You didn't just quit on a team like the Anchors, though. They took good care of you. Gave you a good job in the front office, managing personnel, they called it, or heading up the scouting department. That's what happened with Watt, but he made out like it wasn't anything to do with managing anything except a reasonable retirement check. They took care of you, but you didn't get the keys to the kingdom.
Carter wasn't interested in retiring -- he'd had a good career and his regrets weren't much, but the two-a-days and three-a-days that coach Lloyd put them through these days felt like they were more to weed out the weak than they were to condition athletes. Everyone said the same thing about Lloyd -- tough but fair. Carter understood the tough part. The jury was still out on the fair with the rookie head coach, though.
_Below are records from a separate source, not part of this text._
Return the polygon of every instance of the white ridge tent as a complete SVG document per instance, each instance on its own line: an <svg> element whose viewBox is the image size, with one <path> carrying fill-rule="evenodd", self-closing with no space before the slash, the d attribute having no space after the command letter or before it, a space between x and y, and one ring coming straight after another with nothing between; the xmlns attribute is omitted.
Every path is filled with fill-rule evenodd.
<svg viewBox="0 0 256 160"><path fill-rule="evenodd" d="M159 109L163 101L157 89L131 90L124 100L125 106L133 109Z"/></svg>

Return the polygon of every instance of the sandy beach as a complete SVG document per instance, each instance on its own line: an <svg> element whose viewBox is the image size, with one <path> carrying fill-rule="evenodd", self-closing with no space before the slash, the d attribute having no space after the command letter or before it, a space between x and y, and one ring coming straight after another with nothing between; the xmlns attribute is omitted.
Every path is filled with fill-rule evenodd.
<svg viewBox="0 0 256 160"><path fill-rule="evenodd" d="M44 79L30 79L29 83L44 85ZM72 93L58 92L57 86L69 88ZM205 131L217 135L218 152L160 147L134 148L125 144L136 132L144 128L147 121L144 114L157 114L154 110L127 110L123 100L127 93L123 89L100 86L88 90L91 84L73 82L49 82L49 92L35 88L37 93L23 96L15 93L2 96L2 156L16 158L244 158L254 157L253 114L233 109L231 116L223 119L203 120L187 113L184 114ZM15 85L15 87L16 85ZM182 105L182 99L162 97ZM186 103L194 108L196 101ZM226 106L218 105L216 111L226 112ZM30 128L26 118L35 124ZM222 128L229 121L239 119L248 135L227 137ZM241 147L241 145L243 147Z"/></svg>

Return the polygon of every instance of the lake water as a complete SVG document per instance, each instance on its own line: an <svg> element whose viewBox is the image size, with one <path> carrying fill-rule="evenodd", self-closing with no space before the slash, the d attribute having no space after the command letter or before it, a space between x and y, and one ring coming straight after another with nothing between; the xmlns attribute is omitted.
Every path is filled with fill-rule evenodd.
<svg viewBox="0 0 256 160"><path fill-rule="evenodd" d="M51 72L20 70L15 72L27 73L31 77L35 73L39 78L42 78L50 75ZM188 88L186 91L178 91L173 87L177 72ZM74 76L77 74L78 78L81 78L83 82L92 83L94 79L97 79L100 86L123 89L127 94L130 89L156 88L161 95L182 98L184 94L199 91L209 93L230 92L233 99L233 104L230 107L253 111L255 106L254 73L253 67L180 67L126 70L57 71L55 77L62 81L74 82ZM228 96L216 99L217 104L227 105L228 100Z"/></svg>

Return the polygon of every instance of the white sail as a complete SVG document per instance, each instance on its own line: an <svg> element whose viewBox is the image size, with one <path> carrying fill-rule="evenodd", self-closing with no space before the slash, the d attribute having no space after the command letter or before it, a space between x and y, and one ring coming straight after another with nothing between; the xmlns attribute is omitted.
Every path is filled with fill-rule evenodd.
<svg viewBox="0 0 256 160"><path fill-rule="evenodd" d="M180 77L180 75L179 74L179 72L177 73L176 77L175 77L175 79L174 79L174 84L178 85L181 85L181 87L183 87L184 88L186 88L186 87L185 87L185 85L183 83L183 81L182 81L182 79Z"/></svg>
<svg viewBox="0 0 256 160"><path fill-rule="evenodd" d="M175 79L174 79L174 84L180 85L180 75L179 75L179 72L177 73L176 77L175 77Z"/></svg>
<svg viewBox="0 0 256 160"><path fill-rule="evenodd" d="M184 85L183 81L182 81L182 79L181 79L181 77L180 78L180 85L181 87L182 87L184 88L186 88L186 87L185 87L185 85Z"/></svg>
Carter remembered Lloyd. Lloyd had given him the biggest hit of his career. Carter couldn't remember his own name after that game -- they held him out for three weeks. Defense-oriented wasn't even in it for the man who used to be a safety. He was all defense.
Being on the offense when the coach was all defense wasn't all rosy, though. They had a mean-ass offensive coach who didn't take nonsense. He was one of these sure-fire throw-every-down coaches who thought the ground game was for Turk Renshaw and the rest of those old-timey coaches. Grind it out? Get your nose dirty? Not for coach Woods, no.